Как-то раз на подворье правления привезли связанного и избитого конокрада. Он лежал на дрогах, а дядька тяжко бил его, почти бесчувственного. И никто не запрещал этого. Напротив, даже сочувственно поглядывали на него. Вы знаете, чего стоит в селе конь и как по-чёрному бьют за украденного коня, так бьют, что конокрад после этого долго и не протянет. Но так, как бьют конокрадов немцы-колонисты, никто из украинцев ещё не додумался.
У нас их бьют дугами, оглоблями, а больше кулаками да каблуками, а немцы бьют «культурно», чтобы следов не оставалось.
Они укладывают конокрада боком на землю, а к спине и животу по длине всего тела привязывают две доски, потом ставят конокрада на ноги и с отмашкой бьют тяжёлой дубиной по доске спереди или сзади. Конокрад с досками тяжело падает на землю. Потом вора, у которого уже отбиты печёнки, снова поднимают и снова бьют. Ну ясно, что после этого человеку запоют «Вечную память» травы и птицы или же хмуро летящий снежок в глухих степях Украины.
Я очень полюбил книжки.
Герои Жюля Верна из «Воздушного корабля» ярко жили в моём детском воображении с именами, запомнившимися мне тогда почему-то как «дядя Фрюдан» (а не «Фрюден») и «Филь Эвенс».

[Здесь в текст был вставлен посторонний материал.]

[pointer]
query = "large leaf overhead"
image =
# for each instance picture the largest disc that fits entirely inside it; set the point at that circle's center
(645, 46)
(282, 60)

Особенно меня увлекала книга «Ветхий завет», написанная как роман, о скитаниях еврейского народа в горячих пустынях юга, когда они искали землю Ханаанскую (в те годы их искания и битвы с ордами филистимлян я мог сравнить с «Железным потоком» Серафимовича… Только там ещё величественнее). Я восхищался героизмом Гедеона, братьев Маккавеев, Самсона, а особенно Иисуса Навина, который своим приказом «Стой, солнце!» остановил день, чтобы евреи смогли завершить разгром врага.
Я любил всё героическое и красивое.
Мне попала в руки неказистая с виду и не очень большая по объёму книжечка – «В тумане тысячелетий» (забыл автора), и она так увлекла меня, когда я читал её в траве на нашем дворе, что всё происходившее в книге оживало и обретало в моём воображении силу и остроту реальности, и я погружался в эту реальность всем своим маленьким существом, окружающее не существовало для меня.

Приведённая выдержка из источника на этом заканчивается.